Per un soffio il nostro ambasciatore, Pietro Cordone, non cadde vittima del "fuoco amico".
Rituali "scuse" al nostro governo dai massimi livelli dell'amministrazione americana. Nessuna inchiesta si cui si abbia notizia, nessuna punizione per lo sparatore. Unica conseguenza: la sostituzione del nostro ambasciatore quasi ammazzato (forse a richiesta dello stesso, e sarebbe ben comprensibile, ma non ne siamo certi). Vicenda dimenticata in fretta a tutti i livelli.

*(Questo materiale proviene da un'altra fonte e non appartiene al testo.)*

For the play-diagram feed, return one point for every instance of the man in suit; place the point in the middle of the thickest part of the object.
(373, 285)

Pietro Cordone, arabista e studioso, ambasciatore Italiano in Iraq (attualmente l'ambasciatore e' Gian Ludovico de Martino di Montegiordano), girava il paese arabo per cercare di preservarne, grazie alle sue competenze, il patrimonio culturale. E lo faceva, un giorno di settembre del 2003, a bordo di un'auto non blindata e accompagnato dalla moglie, da un interprete iracheno e dal proprio autista. Questi particolari, ove fosse necessario, chiariscono al di la' di ogni dubbio come, allora, la tensione in Iraq fosse ancora piuttosto bassa, a dir poco, e come l'invocarla per "spiegare" il grilletto facile dei soldati USA non avesse senso. Anzi, testimonia della preesistenza delle famose "regole d'ingaggio", che danno ai soldati americani il diritto di uccidere chiunque e di restare impuniti, a prescindere dalla "tensione". Regole d'ingaggio che costituiscono una lampante violazione della Convenzione di Ginevra e che non risulta siano applicate ne' dal Contingente Inglese, ne' da quello Italiano.

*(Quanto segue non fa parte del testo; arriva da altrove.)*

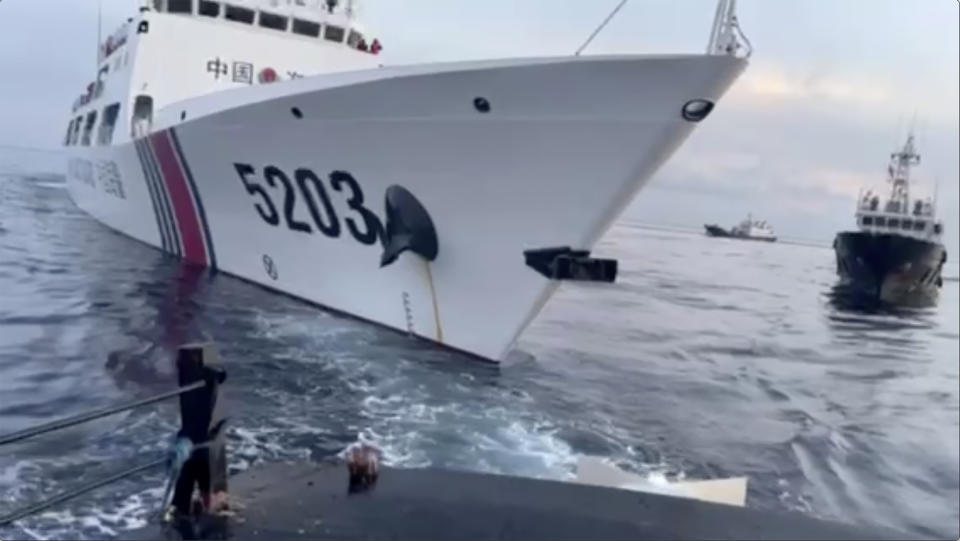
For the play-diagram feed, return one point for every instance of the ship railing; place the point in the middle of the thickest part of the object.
(197, 457)
(726, 35)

E testimonia, soprattutto, di come invocare la "tensione" che affliggerebbe i soldati USA per "giustificare" l'agguato all'auto sulla quale viaggivano Calipari e la Sgrena non sia altro che un vergognoso espediente per nascondere la verita'.

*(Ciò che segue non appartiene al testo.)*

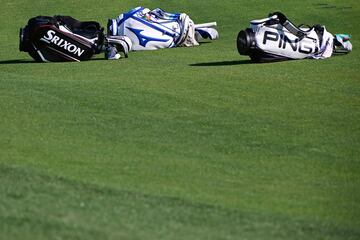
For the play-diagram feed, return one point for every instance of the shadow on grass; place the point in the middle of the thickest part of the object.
(222, 63)
(25, 61)
(17, 61)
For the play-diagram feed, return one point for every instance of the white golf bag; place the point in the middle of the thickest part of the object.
(156, 29)
(275, 38)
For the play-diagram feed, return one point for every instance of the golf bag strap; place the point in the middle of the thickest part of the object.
(284, 21)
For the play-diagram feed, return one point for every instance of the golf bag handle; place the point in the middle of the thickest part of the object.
(284, 21)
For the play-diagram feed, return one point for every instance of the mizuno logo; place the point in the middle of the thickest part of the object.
(51, 37)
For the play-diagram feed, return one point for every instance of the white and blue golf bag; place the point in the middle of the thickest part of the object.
(276, 38)
(156, 29)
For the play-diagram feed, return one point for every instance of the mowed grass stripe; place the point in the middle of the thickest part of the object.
(47, 206)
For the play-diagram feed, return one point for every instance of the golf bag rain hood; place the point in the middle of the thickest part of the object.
(63, 38)
(156, 29)
(276, 38)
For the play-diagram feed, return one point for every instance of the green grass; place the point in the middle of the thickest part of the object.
(188, 143)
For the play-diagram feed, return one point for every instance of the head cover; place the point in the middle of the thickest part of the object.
(342, 43)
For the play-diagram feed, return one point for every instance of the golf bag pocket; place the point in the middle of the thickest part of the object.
(60, 38)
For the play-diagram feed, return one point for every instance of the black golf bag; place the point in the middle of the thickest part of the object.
(276, 39)
(63, 38)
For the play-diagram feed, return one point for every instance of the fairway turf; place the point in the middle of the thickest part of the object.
(187, 143)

Il 19 settembre 2003, in pieno giorno, in condizioni di visibilita' normalissime, l'auto del nostro ambasciatore fu colpita da una fucilata esplosa un soldato americano che viaggiava su un convoglio USA che l'auto del nostro diplomatico stava (incautamente?) cercando di sorpassare, si badi bene, in autostrada, in condizioni di normale traffico, presso lo svincolo per Tikrit. In quel caso l'ambasciatore dovette la vita, con ogni probabilita', alla morte del suo interprete iracheno, colpito in pieno dal proiettile, mirato, esploso dal soldato americano. Secondo l'ambasciatore, intervistato al TG1, il soldato si sbraccio' per indicare al veicolo italiano di rientrare dalla corsia di sorpasso e immediatamente dopo -pochi secondi- prese la mira e sparo', senza dare tempo all'autista di rientrare. L'unico proiettile esploso dall'americano, evidentemente ben mirato, attraverso' il cuore dell'interprete iracheno, che sedeva sul sedile anteriore, il resto del suo corpo, il sedile, ed ebbe ancora la forza di graffiare il braccio di Cordone. Il nostro ambasciatore, curiosamente (?) senti' di dover specificare di non aver violato nessun "check point" ed espresse la speranza che gli americani fornissero un qualche risarcimento alla vedova dell'interprete ed ai suoi due bambini.
Suona strana l'amnesia manifestata non solo dalla stampa, ma anche dai media, persino dal Manifesto, relativamente a questo precedente gravissimo della sparatoria costata la vita a Nicola Calipari.
Un precedente che dovrebbe chiudere la bocca a chiunque cerchi di giustificare l'ingiustificabile comportamente di quella che non e' piu' possibile definire se non soldataglia statunitense.